So you’re telling me that there’s a movie in theaters right now where a sex pest had to leave the movie halfway through its tumultuous production, and it’s NOT Bohemian Rhapsody!?  Yes, it’s not a typo that I didn’t credit a director on this movie because the guy who at some point sat in that chair got booted off of it and got the added justice of having his name stripped from the credits; something that I’m sure Fox would have really liked to do for its movie before things got awkward at the Oscars.  Even before I knew any of that though, I was not looking forward to this considering how low rent and unappealing the trailers were which makes it all the more astounding that the darn thing cost upwards of a hundred million, so it seems pretty clear we’re in for a train wreck of epic proportions.  Does this movie miraculously stick the landing despite everything going against it, or are we just here to watch it flame out in spectacular fashion?  Let’s find out!!

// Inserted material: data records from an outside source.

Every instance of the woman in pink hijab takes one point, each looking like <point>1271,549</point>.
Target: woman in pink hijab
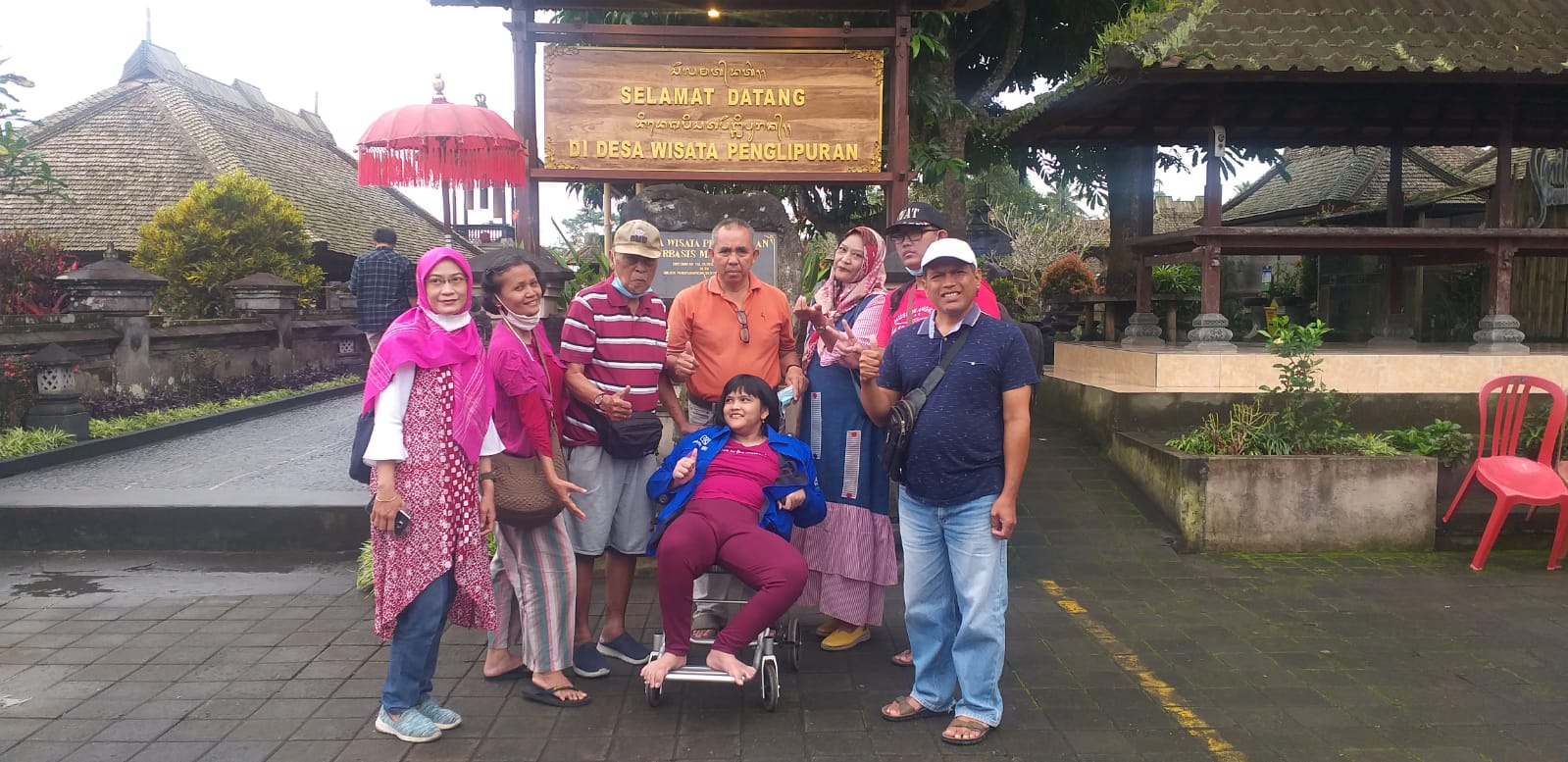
<point>850,554</point>
<point>433,499</point>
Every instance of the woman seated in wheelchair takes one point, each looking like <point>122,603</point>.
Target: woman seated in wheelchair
<point>731,496</point>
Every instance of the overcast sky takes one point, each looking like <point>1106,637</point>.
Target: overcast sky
<point>358,57</point>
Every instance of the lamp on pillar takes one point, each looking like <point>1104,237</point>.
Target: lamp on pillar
<point>58,402</point>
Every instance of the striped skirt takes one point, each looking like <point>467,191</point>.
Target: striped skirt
<point>535,579</point>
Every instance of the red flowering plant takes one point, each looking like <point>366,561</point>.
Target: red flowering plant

June Bailey (Brianna Denski) is your typical millennial smarty pants who was basically raised her whole life on STEM related games; the main one being an imaginary park known as WONDER PARK with fantastical rides and a staff of talking animals that she and her mother (Jennifer Garner) would work on each night before bed.  Over time, June’s interest started to bleed out into the real world which started off rather dangerously with unsafe roller coasters made out of plywood and city property, but eventually she started to focus on smaller scale project with actual engineering behind them instead of trial and error until someone cracks their skull open.  However… something happens.  I’m not going to say WHAT because the trailers do a very good job of hiding what this movie is actually about, but there’s a tragedy that causes her to give up on her Wonder Park dreams, and since this is a Kid’s Movie the universe will not take such flagrant cynicism lying down!  Thorough the power of unexplained magic, June ends up in Wonder Park itself which is run by the loyal animal staff which includes Boomer the bear, Gus the beaver, Cooper the OTHER beaver, Greta the boar, and Steve the porcupine (Ken Hudson Campbell, Kenan Thompson, Ken Jeong, Mila Kunis, and John Oliver), but has been left in disarray for some time now.  See, something happened to the park as well which brought THE DARKNESS upon them (I WONDER IF HER TRAGEDY AND THEIRS ARE SOMEHOW CONNECTED!?) that caused the guests to disappear and the stuffed animals to turn homicidal; taking the group’s leader Peanut (Norbet Leo Butz), a chimpanzee with a magic marker who made the rides June and her mother thought of.  So now June is stuck in the last place she wants to be with animal friends who are not very helpful and is now trying to fix an amusement park in order to save a chimp with magic powers from adorable abominations.  Sounds legit if you ask me!  Can June and her friends figure out how to get the park up and running again to banish the darkness once and for all?  Will this exercise in engineering splendor and stuffed animal homicide be just what June needs to confront her traumas once and for all?  Is it just me, or does this all sound pretty convoluted for a movie so clearly aimed at five year olds?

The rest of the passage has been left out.